Si attraversano in totale 254 tunnel e 435 ponti, ma la ciliegina sulla torta è il Viadotto del Mala Rijeka, il più alto viadotto ferroviario del mondo (198 metri di altezza sul fiume). Altra bellezza naturale è il fiume Morača, il quale purtroppo è stato teatro di una strage ferroviaria nel 2006, la più grave nella storia del Paese. La natura del terreno è talmente impervia che per effettuare i soccorsi dovettero utilizzare corde e rampini da arrampicata. Fortunatamente l’abbiamo scoperto solo mesi dopo.
La prima stazione dopo aver superato il confine serbo è quella di Vrbnica. Qui la polizia ha giustamente controllato i nostri passaporti, ma per farlo li ha portati via sparendo per più di dieci minuti. Sono stati attimi di tensione dove ci immaginavamo già scenari pieni di complotti internazionali degni dei migliori film di Hitchcock.
Le prime due disavventure accadute durante il viaggio ci portano alla terza della giornata. A causa dei guasti il treno ha accumulato oltre 3 ore di ritardo, perciò invece di arrivare a destinazione alle 19.59, giungiamo alle 23.10, ma non alla stazione centrale, bensì a quella precedente (o presunta tale!).
Infatti usciti dalla stazione ci ritroviamo in mezzo al nulla, una strada a due corsie che attraversandola portava a quello che al buio assomigliava a un bosco. A peggiorare le cose c’erano diversi fattori: i telefoni non funzionavano, tanto meno connessioni o gps, e con noi c’erano due o tre gruppi di turisti che già stavano andando nel panico.
Quelli del luogo, manco a dirlo, si sono volatilizzati nelle macchine dei loro amici/parenti nel giro di un minuto, quindi non abbiamo avuto il tempo di realizzare che avremmo potuto chiedere loro informazioni. Rientriamo in stazione cercando aiuto, troviamo il capostazione proprio mentre stava per tornare verso casa (chiudendo tutto). Bene, il signore parla solo serbo.
Abbiamo la conferma che la nostra buona stella si è presa un periodo di ferie. Con molta fatica e tanti gesti riusciamo a fargli intuire che abbiamo bisogno di un passaggio, e ammetto che è stato estremamente gentile in quanto ha chiamato lui la società di taxi chiedendo di venirci a prendere (noi non sapevamo nemmeno dove ci trovassimo). Finalmente arriva il nostro taxi, ma scelgo di trascurare i dettagli della qualità della guida perché ancora oggi cerco di dimenticarmene.

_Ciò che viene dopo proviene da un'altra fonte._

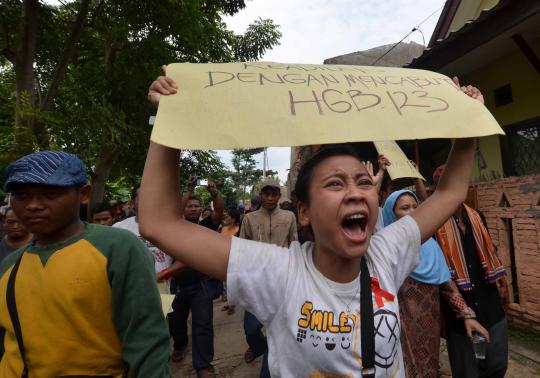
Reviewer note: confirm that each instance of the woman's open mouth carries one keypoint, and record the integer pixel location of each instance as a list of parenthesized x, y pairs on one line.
[(354, 226)]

Belgrado si è rivelata una città meravigliosa, in alcuni punti del centro storico estremamente curata. Andando verso la periferia gli scenari sono ben diversi, ma non per questo meno affascinanti. La parte più suggestiva probabilmente è quella della Fortezza, dove oltre a vedere il cuore storico della città si può ammirare una magnifica vista sul Danubio e sulla Sava, proprio nel punto in cui i due fiumi si incontrano.
Il quartiere più poetico è Skadarlija, dal sapore europeo e bohémien, ricco di coloratissimi ristorantini e locali che propongono cucine di tutti i tipi a prezzi più alti rispetto al resto della città, ma comunque contenuti.
Altro luogo che abbiamo apprezzato molto è il mercato centrale “Zeleni Venac”, il più antico della città, che ha dato il nome all’intero quartiere in cui si trova. Il nome significa “Ghirlanda Verde”, e pare che si chiami così perché un tempo c’era un kafana (una sorta di bar/bistrò) sulla porta del quale il proprietario vi appese una ghirlanda. Oggi c’è un McDonald’s.
Il nostro viaggio termina qui, c’era molto altro da vedere e fare ma il tempo a disposizione era poco. È stata una toccata e fuga estremamente emozionante nonostante i piccoli inconvenienti incontrati.
D’altronde, per un viaggiatore incallito, che avventura sarebbe senza imprevisti da affrontare?